On Tuesday, Azar said such backlogs would be factored into which states got additional doses. “If you are not using vaccines that you have, then we should rebalance to states that are,” Azar said. “Our states aren’t using 100% of their allocated vaccine.”
Part of the announcement included an expansion of federal partnerships with pharmacies to deliver shots, said Azar. Hospitals are not where most people go for vaccines, and moving to distribute shots to community pharmacies will help reach more people in lower-income and minority communities hit hardest by the pandemic, he suggested.
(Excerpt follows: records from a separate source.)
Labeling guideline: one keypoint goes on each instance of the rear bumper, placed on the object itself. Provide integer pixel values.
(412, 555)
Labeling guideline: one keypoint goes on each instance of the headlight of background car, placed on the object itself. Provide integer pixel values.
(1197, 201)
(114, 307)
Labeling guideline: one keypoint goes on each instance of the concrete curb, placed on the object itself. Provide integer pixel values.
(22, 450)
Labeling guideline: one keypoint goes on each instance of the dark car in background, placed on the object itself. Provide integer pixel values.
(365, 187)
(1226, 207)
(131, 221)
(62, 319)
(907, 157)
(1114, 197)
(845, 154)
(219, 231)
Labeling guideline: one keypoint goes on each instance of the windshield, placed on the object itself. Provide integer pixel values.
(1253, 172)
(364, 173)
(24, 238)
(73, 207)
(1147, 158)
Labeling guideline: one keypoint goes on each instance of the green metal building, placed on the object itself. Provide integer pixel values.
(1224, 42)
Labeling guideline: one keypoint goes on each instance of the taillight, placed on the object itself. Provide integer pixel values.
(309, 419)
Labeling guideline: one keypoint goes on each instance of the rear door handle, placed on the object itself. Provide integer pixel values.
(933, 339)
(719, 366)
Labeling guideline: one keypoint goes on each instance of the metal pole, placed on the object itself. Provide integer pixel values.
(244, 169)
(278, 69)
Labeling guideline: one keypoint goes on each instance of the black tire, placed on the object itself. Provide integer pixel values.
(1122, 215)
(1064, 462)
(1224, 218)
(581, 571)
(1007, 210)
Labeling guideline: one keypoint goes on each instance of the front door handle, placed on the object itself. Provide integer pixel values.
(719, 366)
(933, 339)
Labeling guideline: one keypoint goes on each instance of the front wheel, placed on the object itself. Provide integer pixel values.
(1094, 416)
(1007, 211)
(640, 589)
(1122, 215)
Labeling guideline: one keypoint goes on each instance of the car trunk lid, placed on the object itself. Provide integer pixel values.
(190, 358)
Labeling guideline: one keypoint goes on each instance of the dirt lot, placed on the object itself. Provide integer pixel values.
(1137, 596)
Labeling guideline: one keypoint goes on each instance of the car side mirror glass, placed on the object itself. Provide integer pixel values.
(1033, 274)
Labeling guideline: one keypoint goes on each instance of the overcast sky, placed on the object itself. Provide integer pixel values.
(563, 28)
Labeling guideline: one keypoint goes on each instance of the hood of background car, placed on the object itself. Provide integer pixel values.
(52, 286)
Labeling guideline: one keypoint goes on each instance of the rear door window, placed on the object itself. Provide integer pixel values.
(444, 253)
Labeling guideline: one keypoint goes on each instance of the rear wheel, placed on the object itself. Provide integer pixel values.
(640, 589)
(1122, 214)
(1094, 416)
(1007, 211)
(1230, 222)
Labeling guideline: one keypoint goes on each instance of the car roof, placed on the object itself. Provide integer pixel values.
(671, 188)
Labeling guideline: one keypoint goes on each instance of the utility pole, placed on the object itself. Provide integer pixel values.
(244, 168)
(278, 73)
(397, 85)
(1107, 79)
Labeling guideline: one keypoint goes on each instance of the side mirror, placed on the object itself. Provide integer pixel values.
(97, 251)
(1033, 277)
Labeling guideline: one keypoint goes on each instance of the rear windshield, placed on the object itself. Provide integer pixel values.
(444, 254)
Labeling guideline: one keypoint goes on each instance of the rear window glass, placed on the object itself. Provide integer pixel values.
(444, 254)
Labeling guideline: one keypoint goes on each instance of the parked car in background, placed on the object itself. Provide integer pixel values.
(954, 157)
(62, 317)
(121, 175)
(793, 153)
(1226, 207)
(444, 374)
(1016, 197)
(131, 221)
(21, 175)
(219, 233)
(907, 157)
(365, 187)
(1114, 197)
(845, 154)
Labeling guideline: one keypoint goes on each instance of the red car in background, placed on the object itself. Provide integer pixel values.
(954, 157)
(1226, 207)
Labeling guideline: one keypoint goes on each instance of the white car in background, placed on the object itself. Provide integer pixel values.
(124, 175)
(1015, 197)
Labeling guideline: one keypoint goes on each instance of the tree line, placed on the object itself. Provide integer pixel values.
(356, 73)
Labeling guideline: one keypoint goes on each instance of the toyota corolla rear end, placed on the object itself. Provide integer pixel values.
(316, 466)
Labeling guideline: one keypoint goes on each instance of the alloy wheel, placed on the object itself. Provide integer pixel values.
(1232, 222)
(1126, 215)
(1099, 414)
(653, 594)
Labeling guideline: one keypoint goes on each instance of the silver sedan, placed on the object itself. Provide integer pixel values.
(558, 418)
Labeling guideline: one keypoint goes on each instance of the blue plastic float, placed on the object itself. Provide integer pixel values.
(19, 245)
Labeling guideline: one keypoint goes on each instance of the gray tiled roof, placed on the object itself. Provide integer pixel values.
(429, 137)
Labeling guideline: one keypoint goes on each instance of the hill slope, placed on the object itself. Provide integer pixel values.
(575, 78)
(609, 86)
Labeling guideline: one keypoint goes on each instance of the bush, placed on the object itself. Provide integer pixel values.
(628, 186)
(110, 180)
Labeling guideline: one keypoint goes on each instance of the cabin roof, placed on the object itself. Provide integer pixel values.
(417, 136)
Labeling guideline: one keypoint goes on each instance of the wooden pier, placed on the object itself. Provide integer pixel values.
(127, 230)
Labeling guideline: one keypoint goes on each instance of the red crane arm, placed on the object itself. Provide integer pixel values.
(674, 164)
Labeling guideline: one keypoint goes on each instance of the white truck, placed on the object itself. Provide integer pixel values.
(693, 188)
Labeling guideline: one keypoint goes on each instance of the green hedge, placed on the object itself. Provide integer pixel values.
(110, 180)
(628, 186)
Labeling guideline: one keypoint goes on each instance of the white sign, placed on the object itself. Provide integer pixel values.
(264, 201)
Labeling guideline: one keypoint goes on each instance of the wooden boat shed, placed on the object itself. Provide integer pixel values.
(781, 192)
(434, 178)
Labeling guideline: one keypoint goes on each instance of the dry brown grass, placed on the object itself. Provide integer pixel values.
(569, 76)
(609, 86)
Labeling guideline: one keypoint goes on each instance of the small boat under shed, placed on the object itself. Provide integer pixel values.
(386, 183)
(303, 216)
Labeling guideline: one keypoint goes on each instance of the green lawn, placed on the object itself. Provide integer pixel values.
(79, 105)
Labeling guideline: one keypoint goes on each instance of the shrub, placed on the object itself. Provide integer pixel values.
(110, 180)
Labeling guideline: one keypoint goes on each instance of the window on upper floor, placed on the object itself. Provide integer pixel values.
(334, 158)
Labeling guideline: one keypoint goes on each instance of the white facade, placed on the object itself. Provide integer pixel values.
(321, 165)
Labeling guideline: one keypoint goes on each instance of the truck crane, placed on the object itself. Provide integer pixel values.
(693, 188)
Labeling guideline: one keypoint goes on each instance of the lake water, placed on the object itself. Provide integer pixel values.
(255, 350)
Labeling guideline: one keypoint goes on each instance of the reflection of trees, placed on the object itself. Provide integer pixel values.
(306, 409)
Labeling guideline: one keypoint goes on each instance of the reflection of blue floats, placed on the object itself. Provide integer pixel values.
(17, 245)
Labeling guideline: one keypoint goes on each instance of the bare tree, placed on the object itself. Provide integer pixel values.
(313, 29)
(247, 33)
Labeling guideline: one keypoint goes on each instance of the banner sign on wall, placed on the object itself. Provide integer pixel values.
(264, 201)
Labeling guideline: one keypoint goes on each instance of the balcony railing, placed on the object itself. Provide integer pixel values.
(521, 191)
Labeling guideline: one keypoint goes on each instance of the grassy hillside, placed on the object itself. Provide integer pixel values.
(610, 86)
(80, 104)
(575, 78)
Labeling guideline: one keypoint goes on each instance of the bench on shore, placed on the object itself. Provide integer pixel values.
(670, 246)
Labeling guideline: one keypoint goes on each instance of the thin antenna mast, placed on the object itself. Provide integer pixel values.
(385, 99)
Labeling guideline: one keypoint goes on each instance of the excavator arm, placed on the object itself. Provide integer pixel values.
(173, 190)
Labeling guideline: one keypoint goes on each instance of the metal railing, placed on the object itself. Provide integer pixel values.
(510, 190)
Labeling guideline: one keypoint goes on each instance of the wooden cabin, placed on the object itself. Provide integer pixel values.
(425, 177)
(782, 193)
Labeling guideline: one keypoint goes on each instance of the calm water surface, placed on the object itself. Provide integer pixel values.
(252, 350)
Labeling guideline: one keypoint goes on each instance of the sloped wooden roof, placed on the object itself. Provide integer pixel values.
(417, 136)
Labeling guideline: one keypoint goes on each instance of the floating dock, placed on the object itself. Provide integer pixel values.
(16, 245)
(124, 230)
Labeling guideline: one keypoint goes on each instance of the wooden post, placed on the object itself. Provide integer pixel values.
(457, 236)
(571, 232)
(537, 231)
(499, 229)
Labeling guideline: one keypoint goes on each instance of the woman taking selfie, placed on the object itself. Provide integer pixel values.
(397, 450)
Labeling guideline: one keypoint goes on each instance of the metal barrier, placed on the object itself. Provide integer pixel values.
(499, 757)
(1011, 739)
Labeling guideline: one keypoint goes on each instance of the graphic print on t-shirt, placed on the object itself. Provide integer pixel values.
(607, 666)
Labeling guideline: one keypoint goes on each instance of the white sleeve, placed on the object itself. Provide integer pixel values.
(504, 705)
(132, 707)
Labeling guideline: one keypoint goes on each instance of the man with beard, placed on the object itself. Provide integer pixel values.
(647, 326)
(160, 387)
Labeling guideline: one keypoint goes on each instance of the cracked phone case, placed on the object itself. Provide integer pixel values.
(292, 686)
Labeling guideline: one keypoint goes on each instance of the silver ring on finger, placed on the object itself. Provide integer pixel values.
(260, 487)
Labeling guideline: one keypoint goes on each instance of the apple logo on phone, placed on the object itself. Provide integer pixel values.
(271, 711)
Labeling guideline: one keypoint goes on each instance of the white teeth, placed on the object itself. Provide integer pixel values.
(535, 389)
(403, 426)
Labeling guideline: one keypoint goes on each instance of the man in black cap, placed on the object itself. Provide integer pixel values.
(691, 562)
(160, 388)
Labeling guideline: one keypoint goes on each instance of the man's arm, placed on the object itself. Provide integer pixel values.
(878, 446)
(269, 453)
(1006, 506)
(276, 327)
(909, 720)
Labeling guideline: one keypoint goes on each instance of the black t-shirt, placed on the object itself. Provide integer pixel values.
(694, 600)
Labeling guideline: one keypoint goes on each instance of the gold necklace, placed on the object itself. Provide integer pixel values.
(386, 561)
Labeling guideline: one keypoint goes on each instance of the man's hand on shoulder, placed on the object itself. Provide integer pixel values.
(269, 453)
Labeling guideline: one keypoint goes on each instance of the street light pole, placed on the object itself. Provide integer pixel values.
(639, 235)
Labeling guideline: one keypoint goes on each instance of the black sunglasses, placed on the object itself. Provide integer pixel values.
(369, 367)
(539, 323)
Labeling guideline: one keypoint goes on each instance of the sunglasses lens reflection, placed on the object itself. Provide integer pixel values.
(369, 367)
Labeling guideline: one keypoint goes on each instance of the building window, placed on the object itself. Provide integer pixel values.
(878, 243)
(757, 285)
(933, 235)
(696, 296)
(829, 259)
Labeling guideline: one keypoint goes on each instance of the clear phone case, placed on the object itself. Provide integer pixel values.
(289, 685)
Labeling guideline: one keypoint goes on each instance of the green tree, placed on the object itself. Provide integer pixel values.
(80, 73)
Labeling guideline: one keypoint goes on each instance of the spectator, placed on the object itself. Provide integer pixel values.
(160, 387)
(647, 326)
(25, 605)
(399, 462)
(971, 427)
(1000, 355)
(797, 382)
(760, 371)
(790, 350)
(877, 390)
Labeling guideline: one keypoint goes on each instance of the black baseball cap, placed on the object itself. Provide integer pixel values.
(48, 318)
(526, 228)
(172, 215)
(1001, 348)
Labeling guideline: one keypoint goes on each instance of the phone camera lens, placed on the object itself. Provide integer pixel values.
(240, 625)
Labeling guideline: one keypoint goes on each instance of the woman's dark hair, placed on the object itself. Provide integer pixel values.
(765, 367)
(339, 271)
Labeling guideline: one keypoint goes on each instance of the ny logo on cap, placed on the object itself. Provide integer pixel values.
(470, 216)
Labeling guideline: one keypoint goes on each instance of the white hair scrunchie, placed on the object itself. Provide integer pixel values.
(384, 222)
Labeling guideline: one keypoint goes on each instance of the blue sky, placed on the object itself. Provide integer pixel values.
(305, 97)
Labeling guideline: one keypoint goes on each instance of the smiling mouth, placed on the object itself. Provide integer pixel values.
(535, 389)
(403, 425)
Infectious Diseases Society of America president Barbara Alexander called the new changes “an important step toward controlling the pandemic” in a statement on Tuesday evening, but stressed the need for more federal funding for staff, supplies and space for mass vaccinations. Efforts to accelerate vaccinations must emphasize minority communities hit disproportionately hard by the pandemic and sidelined in past immunization campaigns, she said. “Vaccines in arms save lives. Vaccines in storage do not.”